L'esthétique des dictatures est reconnaissable par  deux traits : le kitch et le grossier. En termes de canon de beauté, il est connu que les architectures des dictatures sont de mauvais goût, que leur urbanisme est triste et leurs apparats banalement plats. Les stands qui servent de parloir à Ahmedinejad sont décorés de fleurs en plastique, ses arrière-plans sont de couleurs criardes et ses palais et salles de réceptions, semblables à nos maisons de culture quand elles n'ont plus ni budgets, ni idées, ni fréquentations.

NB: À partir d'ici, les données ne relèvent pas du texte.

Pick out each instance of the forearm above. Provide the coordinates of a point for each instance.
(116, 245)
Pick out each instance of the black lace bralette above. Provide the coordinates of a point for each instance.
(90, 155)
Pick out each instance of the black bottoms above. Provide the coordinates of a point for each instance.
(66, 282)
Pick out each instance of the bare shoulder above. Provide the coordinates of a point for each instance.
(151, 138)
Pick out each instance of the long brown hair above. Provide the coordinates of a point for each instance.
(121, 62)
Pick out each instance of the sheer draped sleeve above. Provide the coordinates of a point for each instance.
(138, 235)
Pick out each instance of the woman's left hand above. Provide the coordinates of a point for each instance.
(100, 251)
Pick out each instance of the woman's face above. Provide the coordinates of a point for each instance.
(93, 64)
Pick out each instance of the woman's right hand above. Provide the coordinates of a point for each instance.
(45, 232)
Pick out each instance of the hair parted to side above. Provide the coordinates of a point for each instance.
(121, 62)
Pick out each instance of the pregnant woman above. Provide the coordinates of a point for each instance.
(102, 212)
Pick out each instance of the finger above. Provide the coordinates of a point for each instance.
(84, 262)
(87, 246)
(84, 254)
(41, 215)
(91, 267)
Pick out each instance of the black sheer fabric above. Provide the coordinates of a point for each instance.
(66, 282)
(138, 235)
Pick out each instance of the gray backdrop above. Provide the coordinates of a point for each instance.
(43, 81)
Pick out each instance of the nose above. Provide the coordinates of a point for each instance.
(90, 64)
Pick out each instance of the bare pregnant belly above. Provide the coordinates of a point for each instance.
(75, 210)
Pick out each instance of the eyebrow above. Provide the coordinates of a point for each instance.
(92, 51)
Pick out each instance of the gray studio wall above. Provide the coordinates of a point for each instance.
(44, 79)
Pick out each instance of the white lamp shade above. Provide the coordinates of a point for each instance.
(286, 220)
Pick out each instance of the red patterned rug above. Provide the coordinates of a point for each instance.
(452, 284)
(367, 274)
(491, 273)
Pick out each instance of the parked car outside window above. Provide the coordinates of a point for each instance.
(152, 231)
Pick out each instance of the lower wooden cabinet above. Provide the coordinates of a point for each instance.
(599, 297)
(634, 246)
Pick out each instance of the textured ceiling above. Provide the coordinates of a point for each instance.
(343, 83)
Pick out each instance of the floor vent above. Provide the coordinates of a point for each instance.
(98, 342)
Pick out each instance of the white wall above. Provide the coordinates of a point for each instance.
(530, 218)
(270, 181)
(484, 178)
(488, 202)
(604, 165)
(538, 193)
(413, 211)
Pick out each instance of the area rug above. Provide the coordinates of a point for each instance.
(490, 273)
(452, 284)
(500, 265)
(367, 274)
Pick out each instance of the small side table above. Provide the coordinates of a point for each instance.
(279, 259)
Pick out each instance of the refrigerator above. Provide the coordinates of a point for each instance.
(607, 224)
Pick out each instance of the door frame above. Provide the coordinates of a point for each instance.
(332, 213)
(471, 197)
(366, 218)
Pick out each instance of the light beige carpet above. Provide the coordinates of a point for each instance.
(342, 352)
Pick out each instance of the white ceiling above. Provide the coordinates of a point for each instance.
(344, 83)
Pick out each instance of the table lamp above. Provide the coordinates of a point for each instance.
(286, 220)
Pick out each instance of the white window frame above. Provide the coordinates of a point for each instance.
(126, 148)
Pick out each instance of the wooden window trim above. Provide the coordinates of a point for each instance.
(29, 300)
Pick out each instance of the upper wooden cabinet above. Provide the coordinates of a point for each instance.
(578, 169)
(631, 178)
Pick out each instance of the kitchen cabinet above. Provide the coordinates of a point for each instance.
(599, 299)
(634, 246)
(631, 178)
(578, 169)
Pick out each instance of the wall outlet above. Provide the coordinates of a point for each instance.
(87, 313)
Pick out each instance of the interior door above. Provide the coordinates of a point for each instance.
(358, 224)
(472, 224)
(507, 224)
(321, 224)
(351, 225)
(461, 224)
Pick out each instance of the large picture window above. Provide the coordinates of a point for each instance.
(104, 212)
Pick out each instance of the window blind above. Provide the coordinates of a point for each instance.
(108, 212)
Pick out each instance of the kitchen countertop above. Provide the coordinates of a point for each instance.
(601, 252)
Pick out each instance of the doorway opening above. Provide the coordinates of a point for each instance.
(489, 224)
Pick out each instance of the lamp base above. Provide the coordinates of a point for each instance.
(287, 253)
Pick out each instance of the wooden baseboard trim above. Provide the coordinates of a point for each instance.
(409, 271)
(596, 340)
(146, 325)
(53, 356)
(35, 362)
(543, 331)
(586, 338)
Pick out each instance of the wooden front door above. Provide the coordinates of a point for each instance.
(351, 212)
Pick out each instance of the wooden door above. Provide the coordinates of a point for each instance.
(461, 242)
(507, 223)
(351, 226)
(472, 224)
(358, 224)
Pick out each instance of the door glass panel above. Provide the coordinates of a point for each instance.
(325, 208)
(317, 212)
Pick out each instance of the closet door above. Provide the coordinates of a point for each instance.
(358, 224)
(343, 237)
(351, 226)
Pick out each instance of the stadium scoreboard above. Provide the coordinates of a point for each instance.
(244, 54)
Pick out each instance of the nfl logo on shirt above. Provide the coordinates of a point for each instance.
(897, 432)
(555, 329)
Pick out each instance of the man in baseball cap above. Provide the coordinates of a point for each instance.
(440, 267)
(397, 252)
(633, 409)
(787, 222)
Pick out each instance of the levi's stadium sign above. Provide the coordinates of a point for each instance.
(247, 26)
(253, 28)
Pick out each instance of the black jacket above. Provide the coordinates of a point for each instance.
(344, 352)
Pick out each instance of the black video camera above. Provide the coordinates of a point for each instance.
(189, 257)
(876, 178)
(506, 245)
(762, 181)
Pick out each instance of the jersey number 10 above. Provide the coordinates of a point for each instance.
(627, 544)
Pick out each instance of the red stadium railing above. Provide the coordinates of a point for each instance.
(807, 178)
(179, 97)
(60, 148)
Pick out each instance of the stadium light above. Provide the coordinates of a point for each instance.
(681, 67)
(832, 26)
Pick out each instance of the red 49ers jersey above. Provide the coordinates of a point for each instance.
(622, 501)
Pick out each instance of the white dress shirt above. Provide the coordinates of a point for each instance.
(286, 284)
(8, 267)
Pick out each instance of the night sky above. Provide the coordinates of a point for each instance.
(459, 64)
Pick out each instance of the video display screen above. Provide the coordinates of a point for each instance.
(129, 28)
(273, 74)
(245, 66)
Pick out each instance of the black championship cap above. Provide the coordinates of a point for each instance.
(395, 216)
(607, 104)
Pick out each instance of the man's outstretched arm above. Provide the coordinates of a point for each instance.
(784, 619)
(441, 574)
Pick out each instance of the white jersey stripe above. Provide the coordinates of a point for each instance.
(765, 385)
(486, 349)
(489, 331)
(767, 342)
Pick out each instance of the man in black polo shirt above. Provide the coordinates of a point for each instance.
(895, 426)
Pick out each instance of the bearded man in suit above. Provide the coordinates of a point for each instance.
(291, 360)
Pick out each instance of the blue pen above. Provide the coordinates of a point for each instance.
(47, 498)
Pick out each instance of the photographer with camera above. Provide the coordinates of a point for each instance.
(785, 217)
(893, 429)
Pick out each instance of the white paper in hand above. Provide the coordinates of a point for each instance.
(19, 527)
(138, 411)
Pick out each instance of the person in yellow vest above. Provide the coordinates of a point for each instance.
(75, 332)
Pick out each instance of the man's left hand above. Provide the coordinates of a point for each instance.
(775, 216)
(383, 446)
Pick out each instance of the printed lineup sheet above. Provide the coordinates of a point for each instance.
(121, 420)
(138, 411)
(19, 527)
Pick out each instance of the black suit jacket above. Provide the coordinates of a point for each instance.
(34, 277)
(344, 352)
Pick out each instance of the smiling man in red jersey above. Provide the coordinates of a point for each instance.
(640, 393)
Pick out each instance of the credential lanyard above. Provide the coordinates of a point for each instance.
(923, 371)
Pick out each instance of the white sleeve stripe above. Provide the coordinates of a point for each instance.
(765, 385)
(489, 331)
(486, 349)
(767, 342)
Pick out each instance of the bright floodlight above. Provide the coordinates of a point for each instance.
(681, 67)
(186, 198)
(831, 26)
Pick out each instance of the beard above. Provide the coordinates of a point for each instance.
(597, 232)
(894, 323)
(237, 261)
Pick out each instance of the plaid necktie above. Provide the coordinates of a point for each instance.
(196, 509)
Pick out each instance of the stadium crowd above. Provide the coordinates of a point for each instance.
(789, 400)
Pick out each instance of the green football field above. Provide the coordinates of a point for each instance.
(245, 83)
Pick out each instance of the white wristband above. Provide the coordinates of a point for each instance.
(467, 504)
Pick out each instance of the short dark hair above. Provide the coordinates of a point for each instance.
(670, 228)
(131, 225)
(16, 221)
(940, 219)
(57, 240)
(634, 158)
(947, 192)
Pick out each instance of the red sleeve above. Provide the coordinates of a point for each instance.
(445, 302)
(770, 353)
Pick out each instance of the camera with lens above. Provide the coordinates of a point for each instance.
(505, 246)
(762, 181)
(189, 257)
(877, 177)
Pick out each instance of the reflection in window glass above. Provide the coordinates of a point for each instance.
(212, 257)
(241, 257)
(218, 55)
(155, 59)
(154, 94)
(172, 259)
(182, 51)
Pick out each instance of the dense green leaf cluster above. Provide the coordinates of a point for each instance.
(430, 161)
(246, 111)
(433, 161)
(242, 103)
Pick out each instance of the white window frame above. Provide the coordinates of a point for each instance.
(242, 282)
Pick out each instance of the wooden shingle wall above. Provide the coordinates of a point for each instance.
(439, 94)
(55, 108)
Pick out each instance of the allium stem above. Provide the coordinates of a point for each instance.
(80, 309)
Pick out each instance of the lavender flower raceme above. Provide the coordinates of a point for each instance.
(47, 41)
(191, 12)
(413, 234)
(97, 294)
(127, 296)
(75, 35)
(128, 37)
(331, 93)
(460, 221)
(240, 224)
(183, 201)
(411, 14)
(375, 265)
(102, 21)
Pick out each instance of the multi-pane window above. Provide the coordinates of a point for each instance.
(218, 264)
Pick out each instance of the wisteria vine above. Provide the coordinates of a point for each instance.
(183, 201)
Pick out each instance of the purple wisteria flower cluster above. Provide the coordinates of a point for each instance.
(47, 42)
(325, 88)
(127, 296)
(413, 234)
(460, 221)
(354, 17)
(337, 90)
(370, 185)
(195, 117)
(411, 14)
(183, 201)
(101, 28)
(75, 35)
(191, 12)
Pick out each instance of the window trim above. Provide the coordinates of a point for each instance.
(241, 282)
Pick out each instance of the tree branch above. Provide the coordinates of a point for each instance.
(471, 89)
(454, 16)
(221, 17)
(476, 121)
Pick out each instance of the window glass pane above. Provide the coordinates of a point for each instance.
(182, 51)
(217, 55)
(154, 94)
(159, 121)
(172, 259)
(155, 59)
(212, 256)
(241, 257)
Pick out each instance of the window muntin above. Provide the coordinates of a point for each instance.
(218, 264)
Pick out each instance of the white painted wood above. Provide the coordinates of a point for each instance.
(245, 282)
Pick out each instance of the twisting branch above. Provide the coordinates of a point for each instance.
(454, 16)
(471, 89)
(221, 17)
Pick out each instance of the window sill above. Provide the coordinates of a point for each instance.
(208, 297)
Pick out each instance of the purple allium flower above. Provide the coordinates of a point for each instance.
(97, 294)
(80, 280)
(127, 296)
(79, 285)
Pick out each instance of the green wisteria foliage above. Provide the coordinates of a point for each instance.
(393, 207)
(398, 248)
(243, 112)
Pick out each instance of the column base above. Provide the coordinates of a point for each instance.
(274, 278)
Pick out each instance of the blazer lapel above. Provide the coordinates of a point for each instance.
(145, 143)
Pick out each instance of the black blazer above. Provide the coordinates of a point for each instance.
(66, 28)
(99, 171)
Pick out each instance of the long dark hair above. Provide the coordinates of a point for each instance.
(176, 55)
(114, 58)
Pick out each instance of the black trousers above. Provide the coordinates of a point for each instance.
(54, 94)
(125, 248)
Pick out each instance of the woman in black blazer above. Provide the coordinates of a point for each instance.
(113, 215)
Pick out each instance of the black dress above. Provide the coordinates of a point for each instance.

D'ailleurs, c'est une loi: la dictature a cette habitude d'imposer le goût du Père du peuple à toute la nation, ses ronds-points, immeubles et édifices publics et ses choix de dentelles et de trottoirs. Les zélés de la « culture nationale » et de l'authenticité y répondent, généralement, par les affreuses statues commémoratives que nous connaissons tous, les gigantesques portraits de martyrs ou de héros, grossièrement peints sur les façades et reproduits sans élégance dans les manuels scolaires et par une collection d'hymnes, de chants et de fanfares qui provoquent d'abord l'ennui et, quelques décennies après, la révolte et la révolution. Les chanteurs des dictatures sont coincés, leurs femmes surmaquillées, leurs théâtres trop éducatifs et leurs anniversaires presque funéraires.

 Chez nous, et pour l'exemple, on en arrive à reconnaître le nom d'un wali par un simple coup d'œil sur l'architecture des ronds-points et des maisons de jeunes et à retracer par où il est passé le long de ses mutations de postes. Les bureaux d'études, les architectes « embrigadés » ont fini par avoir ce souci du goût du chef et pas le goût des Grecs ou du moderne.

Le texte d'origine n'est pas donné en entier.